So the text is the following:
1a fost odata
2un balaur
care fura
mere de aur
and after using this command:
sed 's/\([a-z]*\)\(.*\)\( [a-z]*\)/\1 ... \2/' filename
the result is this:
... 1a fost
... 2un balaur
care ...
mere ... de
I know that \1
is for the first [a-z]*
subexpression and so on, but I just can't figure this out.. also, what's the difference between the first subexpression and the last one? why is there a space before [a-z]
?
CodePudding user response:
The first [a-z]*
matches the first sequence of letters on the line. The *
quantifier matches 0 or more repetitions, so this can also match an empty string.

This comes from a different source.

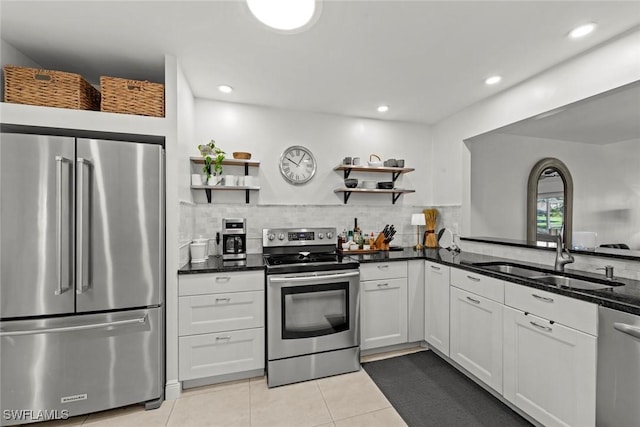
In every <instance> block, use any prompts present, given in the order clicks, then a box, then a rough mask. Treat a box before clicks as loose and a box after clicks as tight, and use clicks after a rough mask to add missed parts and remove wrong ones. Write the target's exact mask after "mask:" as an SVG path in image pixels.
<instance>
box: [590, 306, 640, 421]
mask: <svg viewBox="0 0 640 427" xmlns="http://www.w3.org/2000/svg"><path fill="white" fill-rule="evenodd" d="M596 390H597V397H596V425H598V427H607V426H611V427H613V426H615V427H626V426H629V427H637V426H638V423H639V422H640V405H639V404H638V402H639V400H638V399H639V398H640V316H634V315H633V314H629V313H624V312H622V311H618V310H612V309H610V308H605V307H598V380H597V389H596Z"/></svg>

On the first line it matches the empty string before 1a
. On the second line it matches the empty string before 2un
. On the third line it matches care
, and on the fourth line it matches mere
. These matches will go into capture group 1.
.*
matches zero or more of any characters, so this will skip over everything in the middle of the line. These matches go into capture group 2.
[a-z]*
matches a space followed by zero or more letters. The space is needed to make .*
stop matching when it gets to the last space on the line. These matches go into capture group 3.
The replacement is capture groups 1 and 2 with ...
between them. This is the letters at the beginning of the line, ...
, then everything after that except the last word.